After the events depicted in “Out of Africa,” which concluded with the loss of both the love of her life and her plantation, Blixen returned to Denmark and began her writing career. By 1948, the year when the events of “The Pact” are set, she has become a powerful literary voice at the age of 63. Therefore, when Blixen (Birthe Neumann) summons Thorkild Bjornwig (Simon Bennebjerg), a poet half her age, out of the blue to visit her at Rungstedlund, the family estate she has transformed into a literary salon, both Thorkid and his wife, Grete (Nanna Skaarup Voss) are curious as to why she has picked him. Still, they are excited about the doors that Blixen could potentially open for him. It turns out that Blixen hasn’t actually read his book but she nevertheless makes him the astonishing offer of a pact—if he promises to show unquestioned loyalty to her above all others, she will help him discover his true untapped potential and perhaps become a writer as successful and celebrated as her.

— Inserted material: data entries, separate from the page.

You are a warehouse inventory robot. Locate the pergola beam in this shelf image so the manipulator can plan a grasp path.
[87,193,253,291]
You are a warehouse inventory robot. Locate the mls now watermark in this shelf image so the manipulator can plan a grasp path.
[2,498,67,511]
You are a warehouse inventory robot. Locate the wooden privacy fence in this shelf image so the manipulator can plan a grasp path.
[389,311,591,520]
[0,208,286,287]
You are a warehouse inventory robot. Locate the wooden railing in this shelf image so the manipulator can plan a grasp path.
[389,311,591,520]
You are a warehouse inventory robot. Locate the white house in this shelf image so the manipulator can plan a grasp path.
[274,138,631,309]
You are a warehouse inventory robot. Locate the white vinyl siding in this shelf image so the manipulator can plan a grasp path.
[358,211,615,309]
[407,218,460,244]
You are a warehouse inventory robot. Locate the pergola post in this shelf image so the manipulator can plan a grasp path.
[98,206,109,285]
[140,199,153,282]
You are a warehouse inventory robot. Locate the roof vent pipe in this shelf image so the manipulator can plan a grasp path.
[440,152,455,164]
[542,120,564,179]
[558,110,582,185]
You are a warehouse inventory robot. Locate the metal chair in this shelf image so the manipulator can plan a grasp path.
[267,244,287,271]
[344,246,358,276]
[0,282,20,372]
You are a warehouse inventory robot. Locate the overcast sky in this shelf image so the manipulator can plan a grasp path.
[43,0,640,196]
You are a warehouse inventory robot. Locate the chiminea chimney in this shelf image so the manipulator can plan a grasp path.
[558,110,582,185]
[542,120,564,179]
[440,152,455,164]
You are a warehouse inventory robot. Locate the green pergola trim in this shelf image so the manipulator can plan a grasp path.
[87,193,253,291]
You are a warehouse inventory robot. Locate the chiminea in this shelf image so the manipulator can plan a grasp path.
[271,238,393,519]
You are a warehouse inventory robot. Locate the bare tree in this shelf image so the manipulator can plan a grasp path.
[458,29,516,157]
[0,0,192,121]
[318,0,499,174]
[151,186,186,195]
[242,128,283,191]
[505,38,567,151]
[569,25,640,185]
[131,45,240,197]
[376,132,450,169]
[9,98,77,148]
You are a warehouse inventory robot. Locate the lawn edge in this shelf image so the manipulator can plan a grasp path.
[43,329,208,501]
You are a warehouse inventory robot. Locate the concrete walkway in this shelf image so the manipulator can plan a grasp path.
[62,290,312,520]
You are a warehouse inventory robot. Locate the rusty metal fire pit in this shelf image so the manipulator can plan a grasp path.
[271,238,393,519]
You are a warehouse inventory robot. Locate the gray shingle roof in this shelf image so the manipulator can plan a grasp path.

Dazzled by the prospect of literary success, Thorkild agrees to the terms but soon begins to realize the deal is more Faustian in nature than expected. Her basic plan for her protege is to get him to shake off the bourgeois conventions he has embraced and live life boldly in order to properly write about it. For her, this means driving a wedge between him and Grete, isolating him from her and their child as much as possible—even going so far as to have him stay at Rungstedlund for a while to recuperate after an accident—and openly encouraging him to have an affair. Not with her, mind you—she considers herself too old, ugly, and ravaged by syphilis to serve as anyone’s mistress anymore—but she does have an ideal candidate in Benedicte (Asta Kamma August), the young wife of another writer in her orbit. Like an author working with the characters in a book, Blixen manipulates events, even going so far as to send Benedicte to keep Thorkild company during an extended trip to Bonn while Grete frets at home. Things backfire, however, when Thorkild and Benedicte genuinely fall in love and Blixen’s private mind games threaten to have real and ugly consequences for all involved.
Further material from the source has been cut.